Como ponerse a tirar mis pertenencias.

Pero ya era demasiado tarde.

—¡Eso no lo toques, es un trabajo de clase que hice cuando empecé la carrera!

—¡No está en la mesa grande!

Estuvimos cinco días limpiando la casa. Comenzamos por el taller porque era lo más importante, luego revisamos las demás partes y tiramos todo lo que no servía, o lo que Vanda decidió que era simple basura. Tres cuartos de mi armario desaparecieron cuando no me di cuenta, vi el fondo de los cajones por primera vez desde ni me acuerdo, mi dormitorio parecía vacío sin los libros tirados en el suelo, sin los muebles cubiertos de ropa amontonada, sin el escritorio... Ni siquiera recordaba que tuviera un escritorio.

Después nos pusimos a arreglar muebles o a fabricarlos, como la nueva estantería en la que colocaría mis útiles ordenados y clasificados. Y pintamos las paredes. Fregamos a fondo la cocina. Retiramos el polvo de todas las superficies. Quitamos las telarañas. Limpiamos los cristales...

Y cuando terminamos de desempolvarlo todo y limpiar cada rincón, la casa parecía otra por completo distinta, mucho más grande y con más luz, que entraba por un ventanal con vistas al jardín trasero y que hasta entonces había estado cubierto por estantes y papeles. Ahora podíamos ver la naturaleza salvaje del Páramo. Nos propusimos arreglar también el jardín e incluso construir un merendero. Con el cambio de mi espacio sentí que también se despejaba mi interior.

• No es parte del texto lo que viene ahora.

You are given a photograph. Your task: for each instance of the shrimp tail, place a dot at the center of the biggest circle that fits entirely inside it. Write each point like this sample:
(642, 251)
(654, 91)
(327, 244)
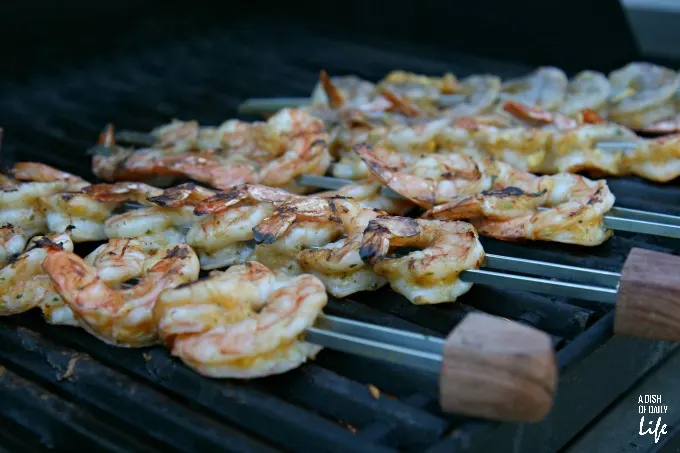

—Pues ya está —dije sentándome, fatigado, a fumarme un cigarro.

—Solo nos falta una cosa.

—¿El qué?

Vanda me señaló las escaleras.

—El escalón suelto.

—Ah. Ya lo haré mañana.

—Mañana es la cena —me recordó, y me quitó el cigarro de la mano. La miré con incredulidad, pero me ignoró—. ¿Qué vas a ponerte?

—¿Estás de broma? Has tirado toda la ropa de mi armario.

—Ah, ¿esos harapos eran tu ropa?

—No voy a ninguna parte, solo tengo ropa para trabajar. Tenía.